The days of legal uniformity across the nation for abortion rights is clearly coming to an end — that much seems certain after the stunning leak of Justice Samuel Alito’s proposed majority opinion.
That Alito would not only overturn Roe v. Wade, the 1973 landmark decision legalizing abortion, but try to remove it, root and branch, from the federal court system, is all too clear from its tone and reasoning.
Alito was perhaps not the best choice for this assignment, but there were few alternatives, given the provisional court majority’s direction. His contentious and at times almost contemptuous analysis of Roe and the history of abortion has already been exposed as misleading.
Even more dismaying is his “damn the torpedoes, full speed ahead” attitude toward long-established public opinion. Roe may not have been exactly the right decision at the time, but the country has learned to live with it.
There is simply nothing close to majority support in the U.S. for overturning, let alone overthrowing, the decision and leaving everything up to state legislatures. The Supreme Court may not, as one wag put it, “follow the election returns,” but it ignores public opinion at its peril.
Even a court deliberately insulated from popular passions can’t defy the public forever — as it found when it repeatedly struck down New Deal laws that were widely popular, then reversed itself, perhaps just in time.
Equally vital, there are a variety of ways to “overturn” a ruling. Courts modify, move past, shift course and find new legal reasons for past decisions all the time.
Only twice in our history, in 1857 with the Dred Scott decision, and then in 1954 with Brown v. Board of Education, did the court attempt to launch a revolution in a single decision. It would be tragic if the court made obliterating Roe the third.
Dred Scott was Chief Justice Roger Taney’s misguided attempt to “settle” the issue of slavery once and for all. It is best remembered for the searing phrase that blacks “had no rights which the white man was bound to respect.”
Legally, though, the most alarming finding was that Congress had no power over slavery whatsoever, so it was free to expand anywhere in the western territories. The Civil War followed four years later.
Brown, unlike Dred Scott, is usually revered rather than scorned for its rejection of the legalized segregation accepted by several 19th-century decisions. Yet Brown, too, had unanticipated consequences that sapped its drive toward equality, even though these principles are now widely accepted; hard-line opposition flourished in the North as well as the South.

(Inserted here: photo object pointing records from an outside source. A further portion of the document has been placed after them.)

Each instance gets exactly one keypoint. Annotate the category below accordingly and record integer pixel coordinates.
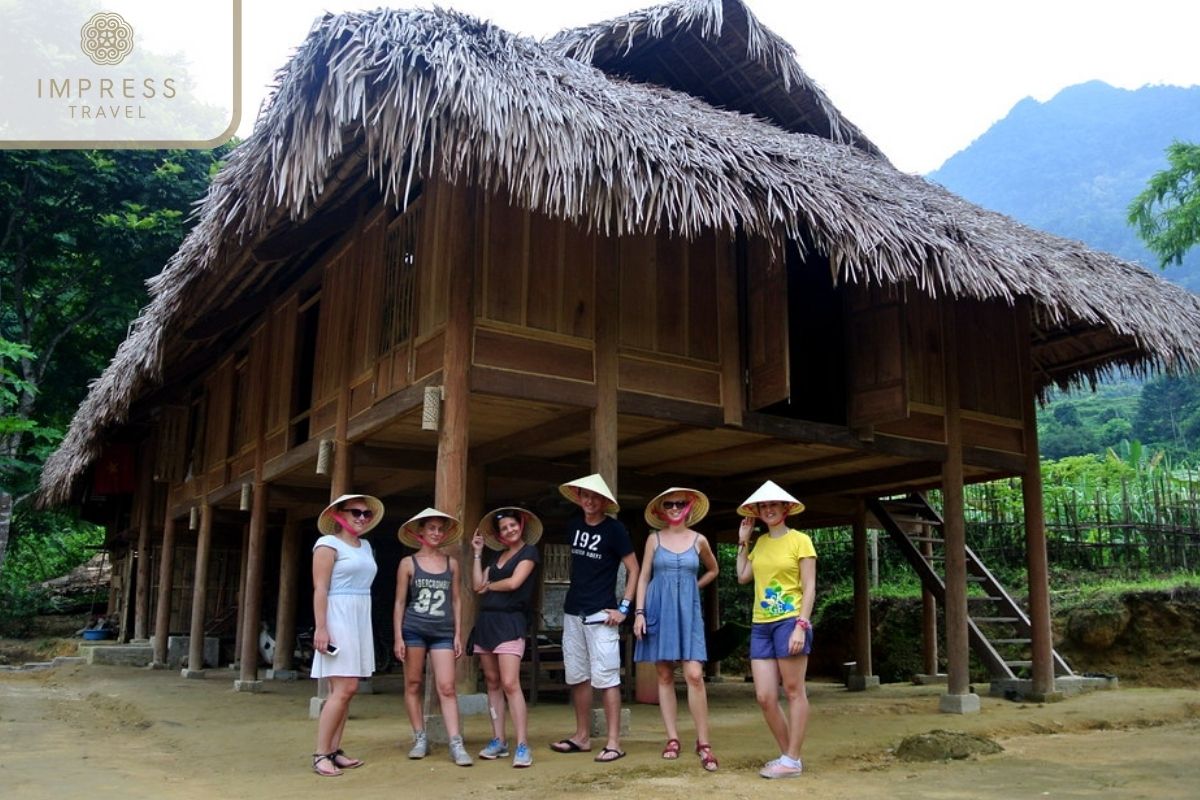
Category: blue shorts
(769, 639)
(436, 642)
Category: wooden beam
(540, 389)
(525, 440)
(877, 480)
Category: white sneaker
(459, 753)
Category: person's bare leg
(793, 671)
(766, 692)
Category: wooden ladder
(999, 630)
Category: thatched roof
(401, 95)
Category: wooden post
(928, 618)
(145, 510)
(195, 667)
(958, 698)
(863, 677)
(243, 567)
(166, 577)
(252, 590)
(604, 419)
(286, 607)
(454, 434)
(1037, 560)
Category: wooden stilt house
(461, 266)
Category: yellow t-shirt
(777, 575)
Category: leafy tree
(79, 234)
(1167, 214)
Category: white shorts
(591, 653)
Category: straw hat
(699, 507)
(327, 525)
(408, 531)
(491, 521)
(592, 483)
(769, 492)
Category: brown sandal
(317, 758)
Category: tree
(79, 234)
(1167, 214)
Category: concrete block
(862, 683)
(118, 655)
(178, 648)
(959, 704)
(600, 722)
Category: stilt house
(459, 266)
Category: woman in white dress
(342, 571)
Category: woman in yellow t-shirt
(784, 569)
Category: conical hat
(489, 525)
(699, 507)
(592, 483)
(407, 531)
(769, 492)
(327, 524)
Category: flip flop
(616, 753)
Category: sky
(922, 78)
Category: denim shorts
(769, 639)
(437, 642)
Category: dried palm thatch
(417, 94)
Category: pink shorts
(510, 648)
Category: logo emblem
(107, 38)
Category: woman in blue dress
(669, 623)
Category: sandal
(317, 758)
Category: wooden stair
(999, 630)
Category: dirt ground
(113, 732)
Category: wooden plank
(767, 325)
(544, 304)
(672, 380)
(532, 355)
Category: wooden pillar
(467, 672)
(928, 617)
(604, 419)
(957, 621)
(243, 566)
(145, 511)
(166, 577)
(288, 597)
(252, 589)
(1037, 561)
(863, 672)
(199, 595)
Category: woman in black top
(507, 588)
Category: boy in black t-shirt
(591, 618)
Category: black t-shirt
(597, 552)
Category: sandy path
(109, 732)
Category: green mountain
(1072, 166)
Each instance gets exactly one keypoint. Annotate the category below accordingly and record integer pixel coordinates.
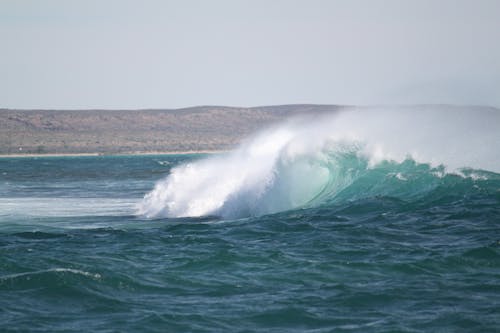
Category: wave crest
(308, 161)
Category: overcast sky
(169, 54)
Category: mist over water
(312, 160)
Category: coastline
(183, 152)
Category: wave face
(356, 153)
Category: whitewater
(313, 160)
(369, 219)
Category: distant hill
(138, 131)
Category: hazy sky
(167, 54)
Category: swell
(406, 153)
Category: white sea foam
(65, 207)
(290, 165)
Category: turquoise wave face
(405, 154)
(395, 246)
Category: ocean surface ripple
(393, 246)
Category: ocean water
(298, 230)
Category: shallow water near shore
(404, 248)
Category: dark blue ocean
(400, 247)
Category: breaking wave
(358, 152)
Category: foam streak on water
(310, 160)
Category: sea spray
(310, 160)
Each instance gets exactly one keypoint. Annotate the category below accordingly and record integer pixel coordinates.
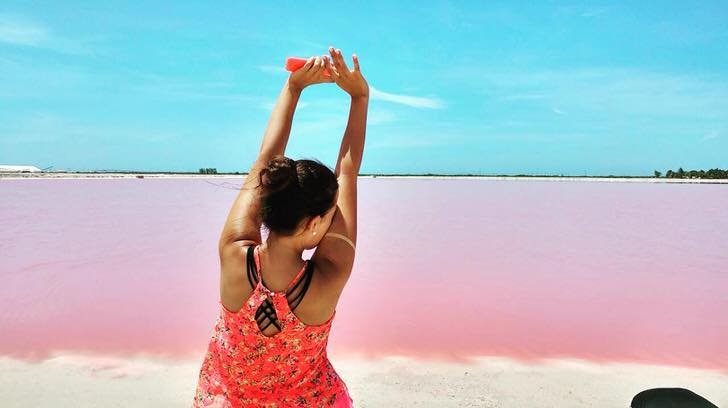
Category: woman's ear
(313, 222)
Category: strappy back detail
(294, 292)
(245, 366)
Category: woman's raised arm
(242, 226)
(337, 253)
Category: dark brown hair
(293, 190)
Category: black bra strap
(266, 314)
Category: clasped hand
(351, 81)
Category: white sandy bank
(80, 381)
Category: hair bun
(279, 174)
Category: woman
(269, 344)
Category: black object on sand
(670, 398)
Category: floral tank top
(245, 368)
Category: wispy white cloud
(605, 92)
(414, 101)
(525, 97)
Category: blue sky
(497, 88)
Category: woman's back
(248, 364)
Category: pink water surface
(445, 268)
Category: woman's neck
(283, 249)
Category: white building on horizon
(18, 169)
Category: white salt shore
(82, 381)
(105, 176)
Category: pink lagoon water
(445, 268)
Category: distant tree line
(680, 173)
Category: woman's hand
(312, 72)
(350, 81)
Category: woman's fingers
(338, 60)
(308, 64)
(328, 67)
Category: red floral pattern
(245, 368)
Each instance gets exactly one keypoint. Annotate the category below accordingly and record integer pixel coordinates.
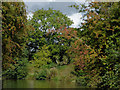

Even fervent advocates later decided the initial focus on school assignments — one of the most sensitive of all intersections between parents and public institutions — could have hindered the burgeoning civil rights movement. Voting rights, public accommodations, housing and criminal justice might have been better places to start, and our continuing failure to deal with racial injustice in courts and prisons is still a dark spot on our national legacy.
Hardly anyone, today, would try to overturn Brown, but that doesn’t mean it’s had the wholly beneficial effects on society once envisioned.
Roe, too, has its liabilities, sweeping away restrictions in all but a handful of states, and imposing a medical regimen that put the government in the unfortunate position of regulating healthcare procedures. That much was alleviated in Planned Parenthood v. Casey in 1992, substituting an “undue burden” test for state restrictions.
The fact is, unlike, for example, same-sex marriage, public opinion was not moving clearly toward liberalized abortion when Roe was handed down; two states had just rejected referendums to do that.
Still, nothing justifies the legal recklessness shown by Justice Alito in his draft, implicating far more than just abortion. Chief Justice John Roberts is evidently hoping to convince at least one of the five supporters to switch to something more reasonable.
It would be possible, for instance, to adopt the 15-week limit in the Mississippi law in question, though not some other punitive features, without causing a massive backlash. On the other hand, the six-week limit in Texas, when many women don’t know they’re pregnant, is completely unworkable.
We’ve already had too many examples of elected leaders effectively declaring war on the opposition, as if their fellow citizens were enemies rather than just holding differing views. The last thing we need is the Supreme Court joining the fray.
Abortion rights are probably safe in Maine and New England, whatever the court decides. Maine has long been represented by “pro-choice” Republicans, including incumbent Sen. Susan Collins.
In the three New England states now with Republican governors, those in New Hampshire and Massachusetts have vowed to protect Roe, and Vermont will vote on a “reproductive liberty” amendment to the state constitution in November.
Collins, however, as the only Republican senator from New England, would have a special responsibility, should the court follow Alito’s path, to push Congress to take similar steps — a responsibility she is trying to avoid. Otherwise, we could see a patchwork of conflicting and confusing state laws, with some states banning abortion altogether.
The justices have less than two months to devise a decision that avoids dividing the country in a way perhaps not seen since Dred Scott. We can only pray they succeed.